Rolland’s impact was perhaps most transformative in the “New World.” He is widely credited with puting Argentine Malbec on the map through his ambitious Clos de los Siete project in the Uco Valley, a collaborative venture that brought together several elite Bordeaux families. He saw potential in regions others ignored, from India to Armenia, arguing that “wine is my country” and that quality was a universal language. Despite the accusations of “standardisation,” Rolland remained unrepentant and jovial to the end. “I make wine to give people pleasure,” he once remarked in a Guardian interview. “If others don’t like this, well, never mind.” In his final years, many critics noted a shift in his work toward more balanced, site-specific expressions, suggesting that even the master of the “blockbuster” was finding beauty in nuance.
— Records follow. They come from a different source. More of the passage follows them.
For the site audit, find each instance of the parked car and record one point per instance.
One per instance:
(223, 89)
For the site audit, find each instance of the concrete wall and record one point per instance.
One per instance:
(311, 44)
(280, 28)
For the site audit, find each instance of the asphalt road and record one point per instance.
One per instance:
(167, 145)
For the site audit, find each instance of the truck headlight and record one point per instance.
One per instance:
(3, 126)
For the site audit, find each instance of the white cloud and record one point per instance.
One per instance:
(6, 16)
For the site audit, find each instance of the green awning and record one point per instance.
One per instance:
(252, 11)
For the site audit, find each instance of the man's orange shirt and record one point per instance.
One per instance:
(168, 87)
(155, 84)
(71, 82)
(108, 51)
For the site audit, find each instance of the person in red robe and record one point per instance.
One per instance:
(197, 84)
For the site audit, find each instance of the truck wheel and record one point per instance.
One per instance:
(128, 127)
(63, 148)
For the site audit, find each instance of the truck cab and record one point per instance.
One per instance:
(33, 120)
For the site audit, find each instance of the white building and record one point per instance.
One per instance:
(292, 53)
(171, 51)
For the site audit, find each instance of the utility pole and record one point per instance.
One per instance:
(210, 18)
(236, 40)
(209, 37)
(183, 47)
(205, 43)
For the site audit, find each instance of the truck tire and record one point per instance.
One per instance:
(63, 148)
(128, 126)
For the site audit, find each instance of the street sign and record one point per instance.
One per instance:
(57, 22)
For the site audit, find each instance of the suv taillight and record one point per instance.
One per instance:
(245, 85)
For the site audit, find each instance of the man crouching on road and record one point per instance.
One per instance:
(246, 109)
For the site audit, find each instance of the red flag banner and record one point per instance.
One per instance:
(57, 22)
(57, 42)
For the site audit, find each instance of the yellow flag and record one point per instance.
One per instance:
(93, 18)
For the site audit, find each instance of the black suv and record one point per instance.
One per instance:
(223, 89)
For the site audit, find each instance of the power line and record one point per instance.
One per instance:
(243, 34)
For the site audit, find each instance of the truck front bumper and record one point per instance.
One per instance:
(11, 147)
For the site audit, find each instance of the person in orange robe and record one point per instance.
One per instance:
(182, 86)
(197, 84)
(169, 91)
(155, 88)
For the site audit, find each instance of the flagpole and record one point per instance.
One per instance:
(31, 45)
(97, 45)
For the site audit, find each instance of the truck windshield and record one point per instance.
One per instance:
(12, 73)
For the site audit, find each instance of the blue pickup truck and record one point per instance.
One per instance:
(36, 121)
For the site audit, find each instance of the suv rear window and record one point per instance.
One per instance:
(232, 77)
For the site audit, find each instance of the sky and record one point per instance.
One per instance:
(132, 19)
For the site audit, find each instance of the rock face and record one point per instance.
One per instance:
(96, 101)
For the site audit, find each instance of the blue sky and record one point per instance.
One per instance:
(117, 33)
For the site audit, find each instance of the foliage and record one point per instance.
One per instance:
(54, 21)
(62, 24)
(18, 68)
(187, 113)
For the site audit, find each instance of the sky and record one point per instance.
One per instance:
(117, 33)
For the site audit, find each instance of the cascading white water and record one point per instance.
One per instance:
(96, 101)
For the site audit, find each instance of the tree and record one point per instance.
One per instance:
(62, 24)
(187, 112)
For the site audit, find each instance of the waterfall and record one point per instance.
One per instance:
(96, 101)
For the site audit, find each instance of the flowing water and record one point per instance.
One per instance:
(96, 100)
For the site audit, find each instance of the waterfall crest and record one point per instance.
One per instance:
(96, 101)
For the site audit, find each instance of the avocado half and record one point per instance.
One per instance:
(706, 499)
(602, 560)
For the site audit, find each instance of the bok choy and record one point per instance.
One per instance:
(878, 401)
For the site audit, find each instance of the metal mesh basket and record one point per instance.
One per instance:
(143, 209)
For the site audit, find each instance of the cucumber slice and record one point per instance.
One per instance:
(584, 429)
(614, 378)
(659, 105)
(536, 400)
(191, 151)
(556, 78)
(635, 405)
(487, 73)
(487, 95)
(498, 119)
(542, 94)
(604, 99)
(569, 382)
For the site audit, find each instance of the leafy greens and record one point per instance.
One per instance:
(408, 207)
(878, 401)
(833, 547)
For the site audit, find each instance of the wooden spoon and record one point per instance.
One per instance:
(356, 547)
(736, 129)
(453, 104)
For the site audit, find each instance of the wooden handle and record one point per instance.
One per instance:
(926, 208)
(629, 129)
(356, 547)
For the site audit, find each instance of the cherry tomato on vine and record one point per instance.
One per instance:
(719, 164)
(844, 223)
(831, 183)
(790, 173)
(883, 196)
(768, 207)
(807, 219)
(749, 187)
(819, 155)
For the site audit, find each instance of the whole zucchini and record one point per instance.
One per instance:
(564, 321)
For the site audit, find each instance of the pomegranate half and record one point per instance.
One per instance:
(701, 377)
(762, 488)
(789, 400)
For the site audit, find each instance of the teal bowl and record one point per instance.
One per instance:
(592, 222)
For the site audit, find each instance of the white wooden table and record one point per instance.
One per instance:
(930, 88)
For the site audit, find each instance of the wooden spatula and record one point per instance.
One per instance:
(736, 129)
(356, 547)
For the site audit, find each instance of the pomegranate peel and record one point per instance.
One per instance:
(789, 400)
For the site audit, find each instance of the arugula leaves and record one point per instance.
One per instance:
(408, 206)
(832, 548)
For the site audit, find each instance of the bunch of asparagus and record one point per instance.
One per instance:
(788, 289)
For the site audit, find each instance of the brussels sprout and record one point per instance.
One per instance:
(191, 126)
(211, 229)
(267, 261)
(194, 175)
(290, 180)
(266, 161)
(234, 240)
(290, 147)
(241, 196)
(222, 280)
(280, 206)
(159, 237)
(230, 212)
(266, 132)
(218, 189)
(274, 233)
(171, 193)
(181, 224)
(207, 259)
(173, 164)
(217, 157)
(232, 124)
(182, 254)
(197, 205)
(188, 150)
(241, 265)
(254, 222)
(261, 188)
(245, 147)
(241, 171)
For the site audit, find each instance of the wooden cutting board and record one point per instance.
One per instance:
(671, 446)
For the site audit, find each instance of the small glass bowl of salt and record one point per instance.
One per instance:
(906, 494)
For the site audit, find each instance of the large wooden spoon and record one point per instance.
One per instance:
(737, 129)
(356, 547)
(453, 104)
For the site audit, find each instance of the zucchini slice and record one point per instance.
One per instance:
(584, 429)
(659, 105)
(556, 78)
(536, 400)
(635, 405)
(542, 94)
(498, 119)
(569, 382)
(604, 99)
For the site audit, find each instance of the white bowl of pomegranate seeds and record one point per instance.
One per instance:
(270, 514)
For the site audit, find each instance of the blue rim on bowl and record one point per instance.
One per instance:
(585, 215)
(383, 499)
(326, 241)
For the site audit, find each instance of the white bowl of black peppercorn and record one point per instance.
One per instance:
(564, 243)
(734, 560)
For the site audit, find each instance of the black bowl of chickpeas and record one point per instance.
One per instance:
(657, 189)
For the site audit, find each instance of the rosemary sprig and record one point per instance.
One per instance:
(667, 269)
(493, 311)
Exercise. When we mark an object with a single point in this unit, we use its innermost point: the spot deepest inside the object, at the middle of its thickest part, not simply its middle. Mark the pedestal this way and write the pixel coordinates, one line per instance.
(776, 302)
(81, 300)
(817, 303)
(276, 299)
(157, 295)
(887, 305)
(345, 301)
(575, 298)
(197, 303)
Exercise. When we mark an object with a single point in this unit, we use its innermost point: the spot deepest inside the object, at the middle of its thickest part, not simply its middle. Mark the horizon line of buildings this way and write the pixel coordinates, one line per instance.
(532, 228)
As the industry reflects on his 55-year career, the “Rolland Method” remains the subject of intense debate. With oil prices at $116 and the cost of glass and transport squeezing even the most prestigious châteaux, the era of the high-octane, high-cost “trophy wine” he helped create is facing new economic headwinds. Yet, his legacy is undeniable: he elevated the role of the consultant to a global superstar and democratised technical excellence. He is survived by his wife and lifelong business partner, Dany, and their daughters, Stéphanie and Marie, who continue to manage the family’s international interests. Michel Rolland didn’t just make wine; he changed the way the world tasted it, leaving behind a cellar’s worth of history that will be debated—and enjoyed—for generations to come.